Tuesday 28 July 2015

The Sorrow Poem

Hearts is not trophies
Even you best shots couldn't guarantee you
Even if you're at the peak of sincerity
The fog could be so thick they won't notice you

I guess I'm at a different planet,living
The gravity is too strong I constantly falling
The air is really thick I'm suffocating
The water here is salty as my tears enriching

Lord,
This cotton candy inside my chest
Shall be turned into a diamond
As it is hard it will scratch anything that attempts to hurt me
As it is priceless only a few will deserve it

Sunday 26 July 2015

Blank Walls

I'm staring at the blank walls at midnight
My pools of sorrow are vacant they overflow
Now they resembles a projector
Screening our memories back-to back
The waltz at the balcony,how we used to enjoy our macaroni
How you cajoled me with a pluck of rose and squeeze my nose
I'm a total mess but you effortlessly made me feel blessed
You promised you would stay until our hairs turn gray
"Screw the world because my world revolves around you"

You lied
You left
It's too early for your peaceful eternal sleep
It's too early for me to be half-dead
Here I am now,a zombie
Doing nothing but staring at the blank walls at midnight

Of Books and Ringgit

Peace be upon you,people :)

I woke up with a toughest decision I've ever made: to sell my books.

I'm a bibliophile,I love books so much I'm struggling to buy a book,or books I shall say every time I go to bookstores.
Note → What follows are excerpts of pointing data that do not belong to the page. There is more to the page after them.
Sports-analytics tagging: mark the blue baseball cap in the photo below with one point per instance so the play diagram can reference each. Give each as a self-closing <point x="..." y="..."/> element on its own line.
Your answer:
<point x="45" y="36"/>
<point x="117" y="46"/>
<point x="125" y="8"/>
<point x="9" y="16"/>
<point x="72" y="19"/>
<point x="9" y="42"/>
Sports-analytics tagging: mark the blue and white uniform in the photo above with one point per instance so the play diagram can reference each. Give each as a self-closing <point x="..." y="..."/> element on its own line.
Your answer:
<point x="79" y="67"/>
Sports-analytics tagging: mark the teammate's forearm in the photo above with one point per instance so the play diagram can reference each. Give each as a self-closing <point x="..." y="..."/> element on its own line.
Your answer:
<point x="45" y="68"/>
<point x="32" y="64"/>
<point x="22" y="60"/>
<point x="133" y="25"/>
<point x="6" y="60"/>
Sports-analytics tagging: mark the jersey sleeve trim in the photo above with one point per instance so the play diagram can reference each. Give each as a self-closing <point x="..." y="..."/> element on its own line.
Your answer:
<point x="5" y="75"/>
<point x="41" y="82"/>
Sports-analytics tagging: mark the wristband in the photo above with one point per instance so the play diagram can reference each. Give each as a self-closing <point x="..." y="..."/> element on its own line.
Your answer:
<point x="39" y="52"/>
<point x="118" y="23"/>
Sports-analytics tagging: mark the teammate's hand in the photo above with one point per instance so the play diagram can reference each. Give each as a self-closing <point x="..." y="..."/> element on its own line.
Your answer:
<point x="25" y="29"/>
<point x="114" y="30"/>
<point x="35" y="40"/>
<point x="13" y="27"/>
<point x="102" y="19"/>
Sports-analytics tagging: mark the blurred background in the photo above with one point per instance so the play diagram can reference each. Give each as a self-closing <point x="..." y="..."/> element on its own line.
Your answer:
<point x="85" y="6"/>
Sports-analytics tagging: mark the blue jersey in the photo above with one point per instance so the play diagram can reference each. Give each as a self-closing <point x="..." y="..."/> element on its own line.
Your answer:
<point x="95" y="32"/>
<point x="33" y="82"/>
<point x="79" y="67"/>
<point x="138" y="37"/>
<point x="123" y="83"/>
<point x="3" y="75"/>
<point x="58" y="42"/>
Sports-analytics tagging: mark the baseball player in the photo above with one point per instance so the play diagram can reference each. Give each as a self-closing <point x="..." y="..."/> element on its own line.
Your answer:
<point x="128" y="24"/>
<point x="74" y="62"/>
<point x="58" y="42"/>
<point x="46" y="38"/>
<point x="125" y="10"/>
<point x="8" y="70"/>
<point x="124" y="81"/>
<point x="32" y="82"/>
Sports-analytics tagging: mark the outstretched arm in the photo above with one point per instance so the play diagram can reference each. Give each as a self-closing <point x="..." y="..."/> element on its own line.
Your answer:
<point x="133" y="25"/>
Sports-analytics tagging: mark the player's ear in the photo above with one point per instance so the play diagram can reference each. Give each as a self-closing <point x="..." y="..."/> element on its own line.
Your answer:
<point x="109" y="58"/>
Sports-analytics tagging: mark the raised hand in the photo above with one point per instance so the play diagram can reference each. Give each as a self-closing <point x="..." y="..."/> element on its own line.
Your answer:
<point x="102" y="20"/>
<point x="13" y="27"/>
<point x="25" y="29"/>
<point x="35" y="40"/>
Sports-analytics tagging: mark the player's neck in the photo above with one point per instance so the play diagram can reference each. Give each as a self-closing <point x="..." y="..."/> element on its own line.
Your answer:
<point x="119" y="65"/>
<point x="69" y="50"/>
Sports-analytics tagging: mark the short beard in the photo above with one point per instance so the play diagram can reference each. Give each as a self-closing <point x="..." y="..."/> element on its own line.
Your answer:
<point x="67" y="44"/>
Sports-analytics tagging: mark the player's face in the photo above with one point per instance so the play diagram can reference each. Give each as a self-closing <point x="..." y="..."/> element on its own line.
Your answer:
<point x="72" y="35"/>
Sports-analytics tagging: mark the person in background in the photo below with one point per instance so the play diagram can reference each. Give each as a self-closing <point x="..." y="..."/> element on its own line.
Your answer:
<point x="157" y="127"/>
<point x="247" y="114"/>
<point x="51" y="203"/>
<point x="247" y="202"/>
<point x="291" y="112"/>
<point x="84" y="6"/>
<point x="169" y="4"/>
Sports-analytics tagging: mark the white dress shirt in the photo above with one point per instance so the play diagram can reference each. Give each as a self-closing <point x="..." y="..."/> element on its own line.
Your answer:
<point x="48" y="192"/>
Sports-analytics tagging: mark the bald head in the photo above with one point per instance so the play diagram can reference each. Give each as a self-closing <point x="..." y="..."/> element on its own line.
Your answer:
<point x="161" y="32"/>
Kinokuniya could drive me nuts as I've too little penny in my pocket yet a vast collection of books there is seducing me to grab them. Even my relatives call me a total nerd,while they're talking about manicure pedicure,Instafamous and stuff,I couldn't really blend in so same thing happened to them when they see me with a book in my hand. During my sem breaks,books are going to be one of the reason why my luggage are extra heavy.Baju tak banyak buku sampai 5 6 bawa balik.I enjoyed bookstores more than boutiques that's how lame and plain I could be.

I love my books man,I really do. But things have been rough lately...so many things to buy with so little amount of money

Need
- repair my laptop and phone screen
- a blazer for debate
- buying stuff for new session in uni

Want
- Lang Leav's books
- I swear thre's more but I couldn't recall them huhu nyanyuk

To gain something I have to lose something. By that to buy some important stuff I have to sacrifice some of my books. Anything to help my parents,helping myself.

Moga Allah datangkan barakah atas nawaitu aku. Semoga.

Saturday 25 July 2015

Aye people I'm back!

Peace be upon you,you and you.

Last time I checked the last time I blogged was in early 2013. Fuu,quite years already eh.

I still consider myself a newbie here,and my posts will be bilingual so I can be a hipster for speaking in English without abandoning my own mother tongue (damn I can't move on from Informasi Malaya sheesh)

So that's all for the first post,goodnight!